Of sixteen dogs evaluated after treatment, three had significant shrinkage of their tumours and three had tumours that were completely destroyed.

The next step was to attempt the treatment in humans.

The first patient to enroll in this Phase I investigational study was a 53-year old woman with retroperitoneal leiomyosarcoma whose disease, despite eight rounds of chemotherapy and radiation, had spread to her liver, lungs, abdomen, upper arm, and shoulder.

The researchers injected 10,000 spores into the patient's metastatic right shoulder tumour.

Within days, CT scans and biopsies demonstrated that the bacteria had infiltrated the tumour and had begun destroying tumour cells.

Weeks later, a follow-up MRI showed that a significant amount of tumour had been destroyed.

As a result of treatment, the patient's shoulder pain subsided and she was able to move her arm again.

Studies in other patients are currently underway at multiple sites to test the safety and efficacy of this new approach.

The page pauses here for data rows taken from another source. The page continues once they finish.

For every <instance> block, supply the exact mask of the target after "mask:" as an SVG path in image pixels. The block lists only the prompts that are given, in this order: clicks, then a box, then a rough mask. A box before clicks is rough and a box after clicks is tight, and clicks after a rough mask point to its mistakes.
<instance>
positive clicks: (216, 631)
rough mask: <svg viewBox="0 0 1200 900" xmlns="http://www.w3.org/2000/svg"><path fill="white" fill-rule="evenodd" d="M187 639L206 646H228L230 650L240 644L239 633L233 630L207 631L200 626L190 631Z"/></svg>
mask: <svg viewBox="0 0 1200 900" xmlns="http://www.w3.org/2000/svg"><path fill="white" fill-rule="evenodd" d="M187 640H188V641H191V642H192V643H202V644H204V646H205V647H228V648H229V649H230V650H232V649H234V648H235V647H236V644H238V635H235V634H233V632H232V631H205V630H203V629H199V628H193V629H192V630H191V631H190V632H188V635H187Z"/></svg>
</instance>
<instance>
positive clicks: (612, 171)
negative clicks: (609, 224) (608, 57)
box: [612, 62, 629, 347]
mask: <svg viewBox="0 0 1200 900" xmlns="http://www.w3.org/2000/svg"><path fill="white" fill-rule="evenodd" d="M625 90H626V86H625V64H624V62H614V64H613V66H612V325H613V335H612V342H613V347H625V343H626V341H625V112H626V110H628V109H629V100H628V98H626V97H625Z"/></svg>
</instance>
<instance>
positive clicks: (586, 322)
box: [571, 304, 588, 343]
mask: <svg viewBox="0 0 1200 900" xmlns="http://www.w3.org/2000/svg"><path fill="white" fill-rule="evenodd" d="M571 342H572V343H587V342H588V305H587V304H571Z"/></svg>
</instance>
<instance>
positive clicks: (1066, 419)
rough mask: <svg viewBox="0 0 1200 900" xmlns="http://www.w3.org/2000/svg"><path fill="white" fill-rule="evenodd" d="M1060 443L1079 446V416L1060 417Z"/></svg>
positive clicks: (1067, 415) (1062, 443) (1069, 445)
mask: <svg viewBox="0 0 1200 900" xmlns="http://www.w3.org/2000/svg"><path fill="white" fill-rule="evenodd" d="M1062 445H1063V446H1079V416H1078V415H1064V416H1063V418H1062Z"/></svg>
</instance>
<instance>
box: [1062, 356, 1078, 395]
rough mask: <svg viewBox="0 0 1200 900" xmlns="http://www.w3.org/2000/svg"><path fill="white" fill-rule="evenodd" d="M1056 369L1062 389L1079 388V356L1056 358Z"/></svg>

Though these results are preliminary, the researchers believe that C. novyi-NT could potentially become part of a new arsenal of immunotherapies that prime a patient's immune system to fight off cancer.

"Earlier pre-clinical studies showed that in the process of destroying cancer tissue, C. novyi-NT generates a potent innate immune response which also contributes to the localised tumour destruction," said Dr. Saha.

"The hope is that C. novyi-NT will be a useful adjuvant to the new immune checkpoint inhibitors that can block the ability of tumours to evade a host mediated immune response. It will be interesting to see if a combination of the two approaches could destroy tumours not just at the injection site, but also at any other sites where the cancer may have spread to throughout the body."